L’une des missions les plus importantes dans ce domaine a démarré en décembre 2022, avec le lancement du satellite SWOT - pour Surface Water and Ocean Topography. Cette mission, issue d’un partenariat entre le CNES et la NASA, apporte de nombreuses informations inédites sur les eaux de surface et leur dynamique. « Ce satellite est doté d’une nouvelle technologie basée sur l’interférométrie qui permet d’avoir une vision très fine et globale de la topographie des océans et des eaux de surface continentales », précise Jean-François Crétaux, qui était également jusqu’à fin 2024, directeur du volet hydrologique de la mission SWOT. « Les modèles développés au sein de nos laboratoires ne servent pas uniquement à améliorer les connaissances scientifiques. Ils doivent aussi guider les décisions politiques dans le cadre de la lutte contre le changement climatique, en préparant et en anticipant notamment d’éventuels changements brutaux. Il y a donc un immense enjeu sociétal derrière ces observations », confie Marc Ollivier.
Une collaboration européenne renforcée et nécessaire
En parallèle, cette nouvelle stratégie spatiale française insiste également sur la nécessité de renforcer nos collaborations avec les autres pays européens. Les ministres en charge de l’espace des 23 pays membres de l’Agence spatiale européenne (ESA) se sont réunis les 26 et 27 novembre dernier en Allemagne afin d’acter une augmentation significative des budgets consacrés aux programmes de recherche spatiale européens.
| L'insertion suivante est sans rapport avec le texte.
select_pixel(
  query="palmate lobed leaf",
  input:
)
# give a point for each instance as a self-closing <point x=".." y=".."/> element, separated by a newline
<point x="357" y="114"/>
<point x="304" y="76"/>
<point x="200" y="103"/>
Mais pour permettre à la recherche scientifique de garder toute sa place dans l’espace, il est nécessaire d’adapter la réglementation, souligne Marc Ollivier : « afin que ce milieu ne se retrouve pas saturé, notamment par les constellations de satellites, il faut définir un certain nombre de règles quant à la manière d’utiliser les orbites et de les libérer lorsque les missions sont terminées.Le CNRS intervient aussi dans la réflexion pour la mise en place des premiers textes européens sur le sujet dans le cadre du Space Act, le nouveau règlement chargé d’encadrer les activités spatiales dans l’UE ». Au moment où l’espace suscite plus que jamais l’appétit des milieux économiques, les scientifiques doivent s’assurer de pouvoir y garder une place de choix.